We also know that several of these 139 variables aren't going to be predictive, such as record weights, survey dates, sequence numbers (the dataset's primary key), and flags for cell phone or land line. A quick pass through the codebook helped me identify the obvious ones, and I removed them. 
# Drop non-informative columns
data_filtered = data_filtered.drop(['FMONTH', 'IDATE', 'IMONTH', 'IDAY', 'IYEAR', 'DISPCODE',
                                    'SEQNO', 'x_PSU', 'SAFETIME', 'CTELNUM1', 'CELLFON5', 'CADULT1',
                                    'CELLSEX2', 'CSTATE1', 'LANDLINE', 'x_STSTR', 'x_STRWT',
                                    'x_WT2RAKE', 'x_LLCPWT2', 'x_LLCPWT'], axis=1)

# Output
print(f"Shape after dropping non-informative columns: {data_filtered.shape}")
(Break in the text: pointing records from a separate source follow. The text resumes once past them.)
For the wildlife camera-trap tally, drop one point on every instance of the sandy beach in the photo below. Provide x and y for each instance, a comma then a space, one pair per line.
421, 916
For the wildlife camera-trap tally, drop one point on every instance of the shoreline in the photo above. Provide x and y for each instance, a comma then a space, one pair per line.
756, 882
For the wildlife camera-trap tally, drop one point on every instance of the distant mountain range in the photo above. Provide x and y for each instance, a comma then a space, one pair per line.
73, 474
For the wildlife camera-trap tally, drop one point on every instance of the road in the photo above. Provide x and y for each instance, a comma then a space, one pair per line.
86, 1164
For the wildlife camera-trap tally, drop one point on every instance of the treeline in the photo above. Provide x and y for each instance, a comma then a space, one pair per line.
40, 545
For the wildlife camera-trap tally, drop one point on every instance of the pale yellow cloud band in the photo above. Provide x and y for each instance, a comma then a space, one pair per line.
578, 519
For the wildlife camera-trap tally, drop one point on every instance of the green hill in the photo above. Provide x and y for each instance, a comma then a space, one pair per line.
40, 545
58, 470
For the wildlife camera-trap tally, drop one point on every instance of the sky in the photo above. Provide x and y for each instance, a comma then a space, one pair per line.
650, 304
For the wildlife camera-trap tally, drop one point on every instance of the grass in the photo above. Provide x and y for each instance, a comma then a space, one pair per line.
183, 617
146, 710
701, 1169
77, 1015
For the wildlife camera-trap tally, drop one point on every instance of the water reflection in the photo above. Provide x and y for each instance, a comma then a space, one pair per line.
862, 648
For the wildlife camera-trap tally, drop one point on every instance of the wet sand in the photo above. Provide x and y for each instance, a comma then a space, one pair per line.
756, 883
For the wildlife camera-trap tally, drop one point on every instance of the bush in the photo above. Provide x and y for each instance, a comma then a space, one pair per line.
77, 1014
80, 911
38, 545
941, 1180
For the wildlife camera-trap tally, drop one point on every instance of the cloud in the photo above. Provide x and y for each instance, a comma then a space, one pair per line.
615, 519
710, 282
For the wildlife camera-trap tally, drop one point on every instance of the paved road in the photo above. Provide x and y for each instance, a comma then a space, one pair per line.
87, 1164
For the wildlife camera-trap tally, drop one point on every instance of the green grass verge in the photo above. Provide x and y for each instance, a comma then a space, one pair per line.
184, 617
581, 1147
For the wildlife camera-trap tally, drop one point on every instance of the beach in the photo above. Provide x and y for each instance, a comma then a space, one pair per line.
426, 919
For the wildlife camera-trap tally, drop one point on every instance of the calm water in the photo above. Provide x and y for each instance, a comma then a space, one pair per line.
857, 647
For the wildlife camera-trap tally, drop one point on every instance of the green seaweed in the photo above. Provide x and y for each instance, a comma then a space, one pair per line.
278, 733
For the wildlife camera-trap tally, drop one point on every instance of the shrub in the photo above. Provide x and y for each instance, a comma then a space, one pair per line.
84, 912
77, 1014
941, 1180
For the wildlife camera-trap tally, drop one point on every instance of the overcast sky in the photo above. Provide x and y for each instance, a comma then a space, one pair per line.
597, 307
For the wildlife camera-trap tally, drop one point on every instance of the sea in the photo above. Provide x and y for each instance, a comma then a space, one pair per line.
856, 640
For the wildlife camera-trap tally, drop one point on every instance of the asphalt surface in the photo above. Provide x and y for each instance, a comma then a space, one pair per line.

We went from 350 variables in the initial .csv to 110, including our outcome variable, MENTHLTHIf I missed any non-informative columns, I'll let the model whittle them out on account of their intrinsic lack of predictive power.

Moving on, each column's respective missing values are spread across different records. So, if we exclude all rows missing any of these from these 110 variables, we get...
# Drop all rows with missing values
data_filtered = data_filtered.dropna()

print(f"Shape after dropping rows with missing values: {data_filtered.shape}")
...189,278 remaining records, a decrease of 235,940 (~55%).

We now need to handle numerical values in our remaining continuous variables that indicate data are unavailable, such as '77' for refused, '99' for "Don't know", and other numbers stipulated in the 2023 BRFSS Codebook. Also, in some variables, the number '88' indicates 0, so this needs to be recode for continuous variable correlations to be properly construed. If we do not handle these records, we will inadvertently skew our analysis.

## Recode 88 in MENTHLTH, PHYSHLTH, POORHLTH, CHILDREN, & SMOKE100 to 0
data_filtered['MENTHLTH'] = data_filtered['MENTHLTH'].replace(88, 0)
data_filtered['PHYSHLTH'] = data_filtered['PHYSHLTH'].replace(88, 0)
data_filtered['CHILDREN'] = data_filtered['CHILDREN'].replace(88, 0)
data_filtered['SMOKE100'] = data_filtered['SMOKE100'].replace(88, 0)

# Remove records where PHYSHLTH, POORHLTH, HHADULT, CHILDREN, or SMOKE100 is 77 or 99
data_filtered = data_filtered[~data_filtered['PHYSHLTH'].isin([77, 99])]
data_filtered = data_filtered[~data_filtered['HHADULT'].isin([77, 99])]
data_filtered = data_filtered[~data_filtered['CHILDREN'].isin([77, 99])]
data_filtered = data_filtered[~data_filtered['SMOKE100'].isin([77, 99])]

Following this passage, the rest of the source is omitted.